January 14, 2015 is a day I hope my students will never forget. We were so privileged to have Max Michelson, a survivor of the Riga ghetto in Latvia, and several satellite camps of Buchenwald. For over an hour my ordinarily fidgety and chatty group of 95 twelve and thirteen year olds sat on the floor and listened to Max share his incredible and heart-wrenching story. They did not move. Not a single whisper or fidget was witnessed. Like me, my students were in awe.
Perhaps it is amplified because I lost my grandmother this past summer, but I have such an admiration and deep respect for the elderly. Max arrived to our school on this bitterly cold morning, driving himself in his car, and walking into the building in his puffy green jacket. When asked if he wanted to take the elevator or the stairs, his friend that came along with him suggested that he should probably choose the elevator. He looked at me and said, “If I keep taking the elevator, I won’t make it to 92.” It was indicative of the attitude that has allowed a man that has been through pure hell, to be driving his own car and willing to take the stairs at the age of 90.
Teaching the Holocaust to 12 year olds is a challenging task. Finding that “right” balance between teaching the reality and shielding young kids from horrific images, is a struggle. Max’s presentation was more powerful than I could have imagined. In just a little over an hour Max articulated more to my students than any other book or movie could have.

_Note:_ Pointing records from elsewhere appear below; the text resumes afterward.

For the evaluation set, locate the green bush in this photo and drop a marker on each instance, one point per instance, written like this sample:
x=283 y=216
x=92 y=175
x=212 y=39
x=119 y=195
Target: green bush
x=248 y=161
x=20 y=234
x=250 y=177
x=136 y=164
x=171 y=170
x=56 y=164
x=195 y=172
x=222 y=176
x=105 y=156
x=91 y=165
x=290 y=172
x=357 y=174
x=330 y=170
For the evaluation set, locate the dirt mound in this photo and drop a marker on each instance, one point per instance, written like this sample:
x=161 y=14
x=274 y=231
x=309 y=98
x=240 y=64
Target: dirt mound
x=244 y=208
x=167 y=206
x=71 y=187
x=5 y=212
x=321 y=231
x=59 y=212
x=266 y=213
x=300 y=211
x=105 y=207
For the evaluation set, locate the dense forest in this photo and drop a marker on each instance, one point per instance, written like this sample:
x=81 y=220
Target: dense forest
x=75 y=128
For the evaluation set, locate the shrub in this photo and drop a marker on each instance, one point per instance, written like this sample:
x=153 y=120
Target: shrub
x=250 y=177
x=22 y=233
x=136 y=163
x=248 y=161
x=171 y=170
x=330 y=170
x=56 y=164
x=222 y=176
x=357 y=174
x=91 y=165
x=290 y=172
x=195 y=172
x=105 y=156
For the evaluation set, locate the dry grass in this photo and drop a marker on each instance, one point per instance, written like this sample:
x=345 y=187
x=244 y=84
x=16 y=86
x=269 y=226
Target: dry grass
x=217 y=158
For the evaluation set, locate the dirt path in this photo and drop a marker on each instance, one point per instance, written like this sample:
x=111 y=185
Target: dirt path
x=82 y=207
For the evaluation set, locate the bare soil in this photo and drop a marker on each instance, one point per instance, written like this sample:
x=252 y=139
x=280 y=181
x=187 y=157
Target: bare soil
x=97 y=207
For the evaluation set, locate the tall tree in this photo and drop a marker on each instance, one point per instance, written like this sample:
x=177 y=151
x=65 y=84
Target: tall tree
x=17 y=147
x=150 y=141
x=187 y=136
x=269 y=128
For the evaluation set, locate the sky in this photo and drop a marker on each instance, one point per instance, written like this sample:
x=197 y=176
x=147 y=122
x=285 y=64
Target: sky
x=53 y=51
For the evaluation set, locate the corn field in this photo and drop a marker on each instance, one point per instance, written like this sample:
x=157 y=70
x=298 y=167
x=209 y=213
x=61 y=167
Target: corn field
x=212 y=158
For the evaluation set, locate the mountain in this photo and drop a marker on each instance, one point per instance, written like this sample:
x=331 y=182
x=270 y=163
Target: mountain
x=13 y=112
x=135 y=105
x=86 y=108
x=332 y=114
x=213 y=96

He shared how swiftly his parents were stolen from him, and the moment, upon seeing an infant’s dead body in the forest, he realized the Nazi agenda. He did this without invoking fear, but by sharing his story in a candid and forthright fashion that my students could process.
One of the questions that is asked repeatedly each time that I teach the Holocaust to students is when imprisoned in ghettos, how much did Jews know of their eventual fate? Max described his own process of realization of what was to come. He shared the story of his father insisting on bringing his mother’s clothes after she “disappeared” and they were forced to move into the ghetto, and then his father’s slow acceptance that she would not return and therefore not bringing her warm clothes when they moved to a different area of the ghetto. Listening, I could feel the hope evaporate from Max’s father. I have heard and read countless testimony that have similar progression, but hearing it directly from Max broke my heart all over again.
Reflecting on the experience of hearing Max’s testimony, throughout his testimony I found myself thinking that hearing Max speak was such a privilege. He shared how his survival was not due to his will, but rather being lucky stating, “Survival was a matter of luck, chance and circumstance.” He also beautifully shared with the students how important respect is. “We must respect life, all life and the dignity of every person. You might not like them, but you must respect them…shared humanity must be respected and considered.” I only hope that my students were able to absorb even a fraction of this wisdom from Max.
Hearing the story directly from a man who survived the horror…I do wonder if the students recognize the privilege. I hope that one day, hopefully in the not too distant future, my students will recognize the power of the memories Max shared with us, and how essential it is that we continue to share Max’s story long after he is no longer able.